Starring George Hamilton, Christopher Sieber. Music and lyrics by Jerry Herman. Book by Harvey Fierstein. Directed by Terry Johnson. Royal Alexandra Theatre, to Nov. 18.
By coincidence, the Broadway-revival tour of La Cage Aux Folles, which stars tanning salon icon George Hamilton, is playing Toronto at the same time as another classic queer-themed show, The Normal Heart. Whereas the latter, Larry Kramer’s landmark 1985 drama about the AIDS crisis, still burns with a passion that has kept it from becoming dated, the lighthearted La Cage from 1983 now looks as innocuous as a drag act on a Disney cruise.
That’s partly a testament to how far the LGBT community has progressed in three decades. But it’s also because La Cage just isn’t a great musical. Apart from that Pride-appropriated anthem, “I Am What I Am,” the pseudo-Gallic songs by the predictably brassy Jerry Herman (Hello, Dolly!) are forgettable. The book by Harvey Fierstein, adapted from Jean Poiret’s play-turned-film, is a low-stakes farce with a dearth of funny lines and Terry Johnson’s direction does little to improve it. The only real attraction is the flamboyant role of Albin/Zaza, the transvestite star of the show’s titular Saint-Tropez nightclub, who also happens to be the loving maternal figure to his long-time partner’s adult son.

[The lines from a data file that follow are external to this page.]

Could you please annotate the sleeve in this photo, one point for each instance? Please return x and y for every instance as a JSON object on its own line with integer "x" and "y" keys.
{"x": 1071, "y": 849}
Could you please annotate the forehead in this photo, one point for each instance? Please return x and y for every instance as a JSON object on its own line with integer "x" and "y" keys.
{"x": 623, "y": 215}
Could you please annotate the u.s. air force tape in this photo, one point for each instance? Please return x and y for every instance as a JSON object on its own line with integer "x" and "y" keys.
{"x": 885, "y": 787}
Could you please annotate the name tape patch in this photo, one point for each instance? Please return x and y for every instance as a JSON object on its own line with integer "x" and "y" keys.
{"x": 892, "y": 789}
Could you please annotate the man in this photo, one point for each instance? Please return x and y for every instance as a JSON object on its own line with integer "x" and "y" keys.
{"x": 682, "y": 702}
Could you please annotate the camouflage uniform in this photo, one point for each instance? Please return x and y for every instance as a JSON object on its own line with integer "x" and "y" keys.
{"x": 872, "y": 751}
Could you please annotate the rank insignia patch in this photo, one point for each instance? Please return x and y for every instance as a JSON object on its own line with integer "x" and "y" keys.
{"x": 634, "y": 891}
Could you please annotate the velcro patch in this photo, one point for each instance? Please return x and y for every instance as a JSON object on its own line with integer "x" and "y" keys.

This queen mother is played here with sweet joie de vivre by husky Christopher Sieber, who is irresistible, whether he’s kitted out like Marilyn Monroe on steroids or trying (and failing) to act straight to fool a homophobic politician. But the amiable Hamilton, as his partner Georges, is a triple no-threat, while the other cast members (aside from a splendidly catty Jeigh Madjus) are just as mediocre. The truth is that, for drag-queen exuberance and a heartwarming family message, La Cage has since been surpassed by Priscilla, Queen of the Desert.